Education is the backbone of any developing nation. 100% literacy is one of the first landmarks used for judging the level of development of any nation. India is a developing nation vying to become a superpower but it’s far from achieving 100% literacy. According to official statistics, India’s literacy rate hovers around 75% which leaves a quarter of the citizens contributing very little to the economy hindering the country’s progress. There are several contributors to the status quo, one of the most significant contributors is the dropout of school students.

The primary momentum which pushes young ones towards education is a passion for learning and a curiosity towards the world. The student loses interest in studies when the passion gets destroyed. Children in impressionable age require proper support from their family and schools to help the passion flourish.  All the kids who have adequate support system complete their primary education and higher studies and are able to pursue the career of their choice. There are also students with very few options, students whose passion gets killed in a process of survival. In developed countries majority of the dropouts occur due to a lack of interest. In India students drop out due to their financial conditions. Most of the students dropping out come from economically weaker strata of the society.

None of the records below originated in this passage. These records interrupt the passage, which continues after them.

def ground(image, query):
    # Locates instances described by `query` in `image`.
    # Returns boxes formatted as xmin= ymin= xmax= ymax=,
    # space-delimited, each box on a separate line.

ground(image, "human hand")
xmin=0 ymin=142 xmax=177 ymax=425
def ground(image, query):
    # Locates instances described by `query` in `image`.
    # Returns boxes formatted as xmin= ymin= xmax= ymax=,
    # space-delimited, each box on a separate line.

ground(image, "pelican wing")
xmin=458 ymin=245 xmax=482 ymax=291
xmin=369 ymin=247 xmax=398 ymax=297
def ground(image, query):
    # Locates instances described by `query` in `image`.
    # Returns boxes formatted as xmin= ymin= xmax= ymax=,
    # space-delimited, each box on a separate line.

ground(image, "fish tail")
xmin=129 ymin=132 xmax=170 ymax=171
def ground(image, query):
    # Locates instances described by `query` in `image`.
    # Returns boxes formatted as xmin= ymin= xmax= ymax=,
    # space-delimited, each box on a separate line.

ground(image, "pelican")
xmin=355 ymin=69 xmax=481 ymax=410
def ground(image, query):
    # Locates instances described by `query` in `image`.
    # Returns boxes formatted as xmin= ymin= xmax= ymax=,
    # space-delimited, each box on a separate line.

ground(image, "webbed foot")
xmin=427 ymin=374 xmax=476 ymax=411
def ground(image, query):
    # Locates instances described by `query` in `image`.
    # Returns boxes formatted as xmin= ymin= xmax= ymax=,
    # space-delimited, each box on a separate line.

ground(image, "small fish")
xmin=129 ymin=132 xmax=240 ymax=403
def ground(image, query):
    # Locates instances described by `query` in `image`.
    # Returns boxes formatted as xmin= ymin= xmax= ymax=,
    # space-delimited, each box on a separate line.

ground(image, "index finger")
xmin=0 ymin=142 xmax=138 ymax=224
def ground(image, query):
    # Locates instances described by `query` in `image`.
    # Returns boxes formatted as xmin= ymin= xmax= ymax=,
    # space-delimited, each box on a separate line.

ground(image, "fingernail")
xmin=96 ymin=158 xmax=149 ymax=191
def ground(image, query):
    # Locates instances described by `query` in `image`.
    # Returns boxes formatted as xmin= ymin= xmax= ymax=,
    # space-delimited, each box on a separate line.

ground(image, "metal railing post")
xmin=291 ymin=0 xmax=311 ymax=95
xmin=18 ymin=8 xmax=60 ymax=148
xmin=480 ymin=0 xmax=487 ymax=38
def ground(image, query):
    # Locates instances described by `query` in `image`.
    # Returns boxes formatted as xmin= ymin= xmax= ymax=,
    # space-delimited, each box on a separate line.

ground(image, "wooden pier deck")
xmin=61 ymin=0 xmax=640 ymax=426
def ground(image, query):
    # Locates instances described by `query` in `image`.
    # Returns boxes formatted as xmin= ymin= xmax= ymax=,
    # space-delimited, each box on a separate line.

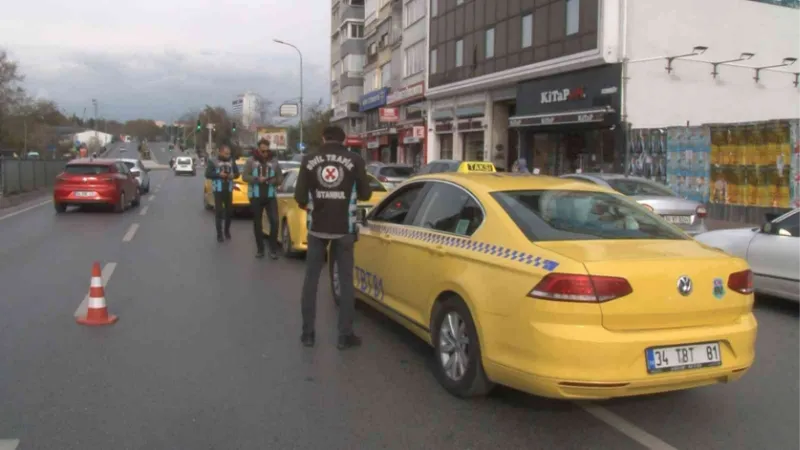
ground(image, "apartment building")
xmin=425 ymin=0 xmax=800 ymax=175
xmin=386 ymin=0 xmax=428 ymax=167
xmin=359 ymin=0 xmax=403 ymax=162
xmin=331 ymin=0 xmax=366 ymax=148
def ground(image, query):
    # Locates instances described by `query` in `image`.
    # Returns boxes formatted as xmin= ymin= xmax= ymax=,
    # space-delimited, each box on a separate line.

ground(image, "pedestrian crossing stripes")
xmin=368 ymin=223 xmax=559 ymax=272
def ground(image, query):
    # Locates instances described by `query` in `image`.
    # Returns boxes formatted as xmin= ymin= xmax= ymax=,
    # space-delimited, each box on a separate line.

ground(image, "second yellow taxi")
xmin=330 ymin=173 xmax=757 ymax=399
xmin=262 ymin=168 xmax=388 ymax=256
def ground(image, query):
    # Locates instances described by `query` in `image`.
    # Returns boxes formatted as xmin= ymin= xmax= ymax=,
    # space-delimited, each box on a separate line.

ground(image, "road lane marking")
xmin=575 ymin=402 xmax=678 ymax=450
xmin=0 ymin=439 xmax=19 ymax=450
xmin=122 ymin=223 xmax=139 ymax=242
xmin=74 ymin=263 xmax=117 ymax=318
xmin=0 ymin=200 xmax=53 ymax=222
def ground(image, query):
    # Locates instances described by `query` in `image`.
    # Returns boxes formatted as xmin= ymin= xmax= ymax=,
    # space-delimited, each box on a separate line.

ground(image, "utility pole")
xmin=92 ymin=98 xmax=100 ymax=141
xmin=273 ymin=39 xmax=305 ymax=151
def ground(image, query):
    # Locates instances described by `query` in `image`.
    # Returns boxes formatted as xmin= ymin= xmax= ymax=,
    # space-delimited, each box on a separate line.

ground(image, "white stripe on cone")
xmin=87 ymin=297 xmax=106 ymax=309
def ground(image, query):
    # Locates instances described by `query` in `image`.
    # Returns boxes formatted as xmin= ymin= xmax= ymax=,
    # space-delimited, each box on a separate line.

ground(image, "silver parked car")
xmin=561 ymin=173 xmax=708 ymax=236
xmin=119 ymin=158 xmax=150 ymax=194
xmin=367 ymin=162 xmax=414 ymax=190
xmin=695 ymin=208 xmax=800 ymax=302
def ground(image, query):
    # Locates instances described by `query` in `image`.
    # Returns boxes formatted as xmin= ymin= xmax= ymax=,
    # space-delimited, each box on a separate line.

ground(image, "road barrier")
xmin=0 ymin=159 xmax=67 ymax=196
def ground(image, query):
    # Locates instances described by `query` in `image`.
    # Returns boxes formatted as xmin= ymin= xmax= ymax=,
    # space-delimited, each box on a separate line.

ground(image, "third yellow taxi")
xmin=329 ymin=173 xmax=757 ymax=399
xmin=262 ymin=168 xmax=388 ymax=256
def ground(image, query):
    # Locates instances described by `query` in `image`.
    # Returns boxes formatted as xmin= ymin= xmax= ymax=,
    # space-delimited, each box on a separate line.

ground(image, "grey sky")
xmin=0 ymin=0 xmax=331 ymax=120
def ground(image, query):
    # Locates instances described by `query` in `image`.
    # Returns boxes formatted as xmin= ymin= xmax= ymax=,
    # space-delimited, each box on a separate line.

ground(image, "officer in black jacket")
xmin=294 ymin=126 xmax=372 ymax=350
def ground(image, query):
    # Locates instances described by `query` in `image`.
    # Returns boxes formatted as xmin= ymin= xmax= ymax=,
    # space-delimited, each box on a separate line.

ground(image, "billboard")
xmin=256 ymin=128 xmax=289 ymax=150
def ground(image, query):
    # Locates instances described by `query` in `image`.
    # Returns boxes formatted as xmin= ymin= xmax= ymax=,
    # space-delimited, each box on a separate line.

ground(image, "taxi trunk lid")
xmin=537 ymin=240 xmax=753 ymax=331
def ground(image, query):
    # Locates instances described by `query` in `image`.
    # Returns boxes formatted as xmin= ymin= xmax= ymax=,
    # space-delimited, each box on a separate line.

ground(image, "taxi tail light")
xmin=528 ymin=273 xmax=633 ymax=303
xmin=728 ymin=270 xmax=753 ymax=295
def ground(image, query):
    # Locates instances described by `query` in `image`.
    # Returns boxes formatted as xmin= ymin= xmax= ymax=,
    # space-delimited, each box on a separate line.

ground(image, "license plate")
xmin=664 ymin=216 xmax=692 ymax=225
xmin=645 ymin=342 xmax=722 ymax=373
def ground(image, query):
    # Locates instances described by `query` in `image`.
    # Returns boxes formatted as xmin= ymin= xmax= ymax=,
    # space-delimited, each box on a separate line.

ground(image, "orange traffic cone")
xmin=76 ymin=262 xmax=119 ymax=326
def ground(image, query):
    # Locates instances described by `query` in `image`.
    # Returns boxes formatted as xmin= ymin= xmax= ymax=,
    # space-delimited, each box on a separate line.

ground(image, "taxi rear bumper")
xmin=484 ymin=313 xmax=758 ymax=400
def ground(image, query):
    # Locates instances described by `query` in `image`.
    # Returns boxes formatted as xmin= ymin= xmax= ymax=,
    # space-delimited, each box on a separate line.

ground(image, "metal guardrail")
xmin=0 ymin=159 xmax=67 ymax=196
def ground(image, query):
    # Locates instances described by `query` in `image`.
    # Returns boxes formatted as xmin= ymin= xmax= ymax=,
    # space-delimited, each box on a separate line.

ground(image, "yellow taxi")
xmin=329 ymin=173 xmax=757 ymax=399
xmin=417 ymin=159 xmax=497 ymax=175
xmin=263 ymin=168 xmax=388 ymax=256
xmin=203 ymin=158 xmax=250 ymax=211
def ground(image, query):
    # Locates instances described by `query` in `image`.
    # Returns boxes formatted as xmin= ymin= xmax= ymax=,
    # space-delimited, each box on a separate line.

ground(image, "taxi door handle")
xmin=428 ymin=245 xmax=445 ymax=256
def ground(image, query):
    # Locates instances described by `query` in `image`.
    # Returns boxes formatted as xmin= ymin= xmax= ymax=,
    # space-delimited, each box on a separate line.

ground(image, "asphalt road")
xmin=0 ymin=153 xmax=800 ymax=450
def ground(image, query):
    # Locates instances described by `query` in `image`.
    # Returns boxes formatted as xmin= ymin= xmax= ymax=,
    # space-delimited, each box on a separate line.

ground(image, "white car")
xmin=119 ymin=158 xmax=150 ymax=194
xmin=695 ymin=208 xmax=800 ymax=302
xmin=175 ymin=156 xmax=196 ymax=176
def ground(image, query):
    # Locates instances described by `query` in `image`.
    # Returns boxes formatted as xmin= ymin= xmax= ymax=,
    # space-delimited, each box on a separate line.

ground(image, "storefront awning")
xmin=508 ymin=106 xmax=614 ymax=128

Schools also contribute towards the drop out of students. The government run public schools lack adequate infrastructure, causing a significant portion of the population to turn towards private schools. The education quality available to a child gets decided by the family’s ability to spend, creating a vast difference between the education received by the rich and poor. Most of the economically weaker children have to use the poor government provided facilities. Education in government schools is significantly worse than an average private school. The situation gets exacerbated by the lack of check on the education quality, aided by the automatic promotion of all students in the early classes. Testing by organisations like Education Initiatives have highlighted the abysmal condition of the government schools, with most of the students far below their actual grade levels in core subjects. Due to the poor education of government schools many students drop out as they don’t find them as valuable.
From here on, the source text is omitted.